Vulnerability details

A GitLab instance can have public deploy keys that project admins can use for their project. An attacker can delete these public keys used by other users to deploy code.

Impact

Deleting these shared deploy keys may stop users to deploy their code.

Proof of concept

Make sure the GitLab instance has a public deploy key. Lets assume it has ID 1. Now sign in as a normal user and follow the steps below.

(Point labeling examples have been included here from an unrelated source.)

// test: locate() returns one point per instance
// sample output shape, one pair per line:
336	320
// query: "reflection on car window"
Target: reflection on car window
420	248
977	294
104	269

1. Create a new project called test
2. Go to http://gitlab-instance/user/test/deploy_keys
3. Go to the Public deploy keys available to any project section and click the Enable button for the public deploy key
4. Create an access token for the API for your own account
5. Request /api/v3/projects, get the ID number for the project test
6. Request /api/v3/projects/:project_id/deploy_keys, you'll see the public deploy key
7. Send a DELETE request to `/api/v3/projects/:project_id/deploy_keys/:id - this will delete the public (shared) deploy key, not the relationship between the project and the key. Below is a copy of the request and response.

Request

curl -X DELETE -H "Private-Token: AAAA" http://gitlab-instance/api/v3/projects/1/deploy_keys/1

Response

{"id":1,"user_id":null,"created_at":"<removed>","updated_at":"<removed>","key":"<key>","title":"<title>","fingerprint":"72:bb:e9:cc:04:dc:64:b9:a3:e7:c2:26:8f:f2:ed:df","public":true}

The root cause of this problem lies in the following lines of code:

lib/api/deploy_keys.rb

delete ":id/#{path}/:key_id" do
  key = user_project.deploy_keys.find(params[:key_id])
  key.destroy
end

The destroy method will be called on the shared deploy key instead of on the relationship.

Remediation advice

Instead of removing the entire object, remove the relationship instead when it's a public deploy key.